Post
The new IAB dashboard helps teams detect pre-attack indicators more efficiently, enabling faster identification of unauthorized network access to you or a partner – before it can be sold and exploited.
We’ve added a new IAB Intelligence dashboard to our investigation platform, Cerberus, making it easier to shift left and identify actors selling access to infrastructure matching your organization’s (or a partner’s) description.
Key Benefits
- Spot a key attack vector earlier and more easily using
- Preemptively get notified if a listing matches your organization’s description
- Defend your organization or critical national infrastructure
Since the details in IAB posts are intended to attract buyers, but rarely disclose the name of the target to avoid detection, Searchlight’s AI Agent automatically looks for common linguistic signals and patterns in these posts across dark web forums.
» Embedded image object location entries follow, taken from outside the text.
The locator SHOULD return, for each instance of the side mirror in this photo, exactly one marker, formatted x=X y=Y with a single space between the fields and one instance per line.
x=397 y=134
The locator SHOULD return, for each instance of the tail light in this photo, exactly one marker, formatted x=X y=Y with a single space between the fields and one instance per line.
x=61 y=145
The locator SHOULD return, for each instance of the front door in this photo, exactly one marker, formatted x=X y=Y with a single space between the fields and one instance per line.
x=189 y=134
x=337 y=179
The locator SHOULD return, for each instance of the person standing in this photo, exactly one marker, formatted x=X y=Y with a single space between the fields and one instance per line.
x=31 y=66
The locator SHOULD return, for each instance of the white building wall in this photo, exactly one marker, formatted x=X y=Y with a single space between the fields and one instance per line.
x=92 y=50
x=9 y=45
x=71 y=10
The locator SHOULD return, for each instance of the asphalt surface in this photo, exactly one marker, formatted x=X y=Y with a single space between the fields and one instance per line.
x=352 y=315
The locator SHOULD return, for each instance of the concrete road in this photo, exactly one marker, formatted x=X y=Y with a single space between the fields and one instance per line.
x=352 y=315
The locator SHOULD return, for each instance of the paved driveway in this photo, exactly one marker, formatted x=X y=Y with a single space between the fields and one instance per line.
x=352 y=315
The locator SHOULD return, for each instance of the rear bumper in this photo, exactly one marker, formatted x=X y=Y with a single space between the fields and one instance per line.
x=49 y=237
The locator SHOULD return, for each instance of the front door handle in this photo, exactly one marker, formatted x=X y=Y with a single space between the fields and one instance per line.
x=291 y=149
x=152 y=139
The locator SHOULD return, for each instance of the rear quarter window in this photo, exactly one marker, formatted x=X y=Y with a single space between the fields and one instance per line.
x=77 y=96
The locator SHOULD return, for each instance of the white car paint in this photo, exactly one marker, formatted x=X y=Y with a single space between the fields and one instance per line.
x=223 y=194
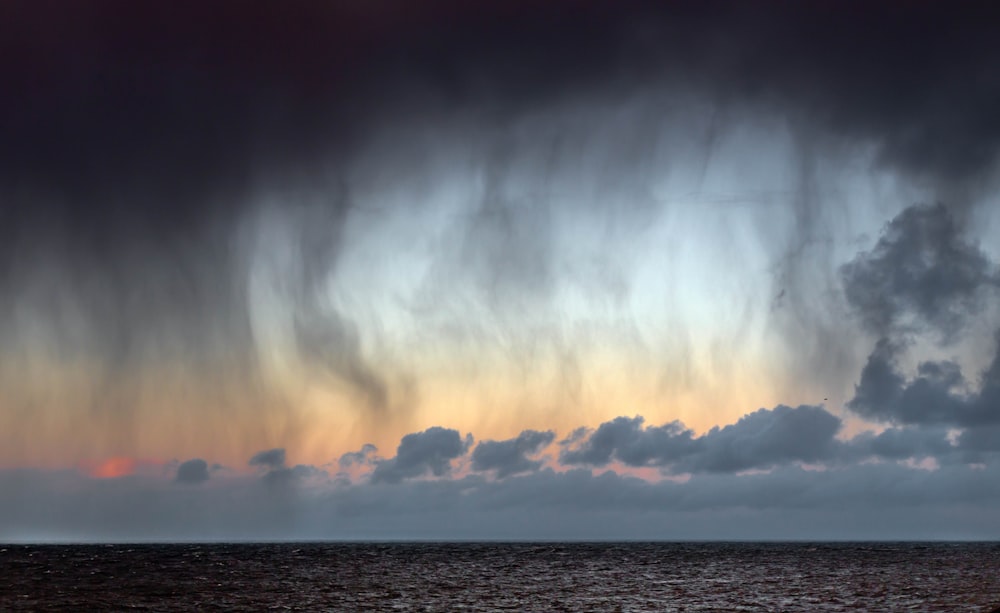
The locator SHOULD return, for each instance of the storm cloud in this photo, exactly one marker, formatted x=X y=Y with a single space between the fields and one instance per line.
x=430 y=451
x=227 y=228
x=512 y=456
x=762 y=439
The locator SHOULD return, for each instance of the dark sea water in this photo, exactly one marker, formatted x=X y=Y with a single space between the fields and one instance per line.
x=497 y=576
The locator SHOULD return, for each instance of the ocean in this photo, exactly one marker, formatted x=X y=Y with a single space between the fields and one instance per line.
x=503 y=576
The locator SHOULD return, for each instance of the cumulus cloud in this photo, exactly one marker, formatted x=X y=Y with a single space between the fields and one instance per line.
x=938 y=393
x=511 y=456
x=430 y=451
x=761 y=439
x=363 y=457
x=922 y=274
x=192 y=471
x=625 y=439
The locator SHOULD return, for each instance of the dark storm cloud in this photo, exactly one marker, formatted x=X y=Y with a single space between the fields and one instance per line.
x=758 y=440
x=137 y=136
x=512 y=456
x=271 y=459
x=922 y=274
x=937 y=395
x=192 y=471
x=626 y=440
x=430 y=451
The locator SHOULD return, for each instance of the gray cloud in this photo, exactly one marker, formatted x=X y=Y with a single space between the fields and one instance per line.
x=865 y=501
x=938 y=393
x=922 y=274
x=626 y=440
x=430 y=451
x=363 y=457
x=761 y=439
x=192 y=471
x=511 y=456
x=271 y=459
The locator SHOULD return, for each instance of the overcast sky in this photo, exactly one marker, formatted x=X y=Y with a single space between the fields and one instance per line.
x=584 y=270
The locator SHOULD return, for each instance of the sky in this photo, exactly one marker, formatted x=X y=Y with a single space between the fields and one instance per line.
x=499 y=270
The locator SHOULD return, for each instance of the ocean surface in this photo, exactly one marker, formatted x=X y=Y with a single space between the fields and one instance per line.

Using the dashboard, Searchlighters can:
- Filter and set alerts on IAB listings by Sector, Revenue, and Location
- View posts matching your organization’s description
- Pivot on posts to verify the actor’s credibility and access type for sale (RDP, VPN, stolen credentials)
Searchlighters can view all collated posts within a centralized dashboard, giving defenders quick access to threats operating in the Initial Access (TA0001) tactic in the MITRE ATT&CK framework. Our IAB Mitigation Guide details what you can do if you find a credible post that matches your organization’s description.
Early success stories
Although this feature has only just been released to Searchlighters, in the beta access period, we identified breached files that had not yet been disclosed publicly to the impacted victims, including a global restaurant chain and a national governing body. Searchlight Cyber’s Threat Intelligence team has reached out to these cybersecurity teams to share the information.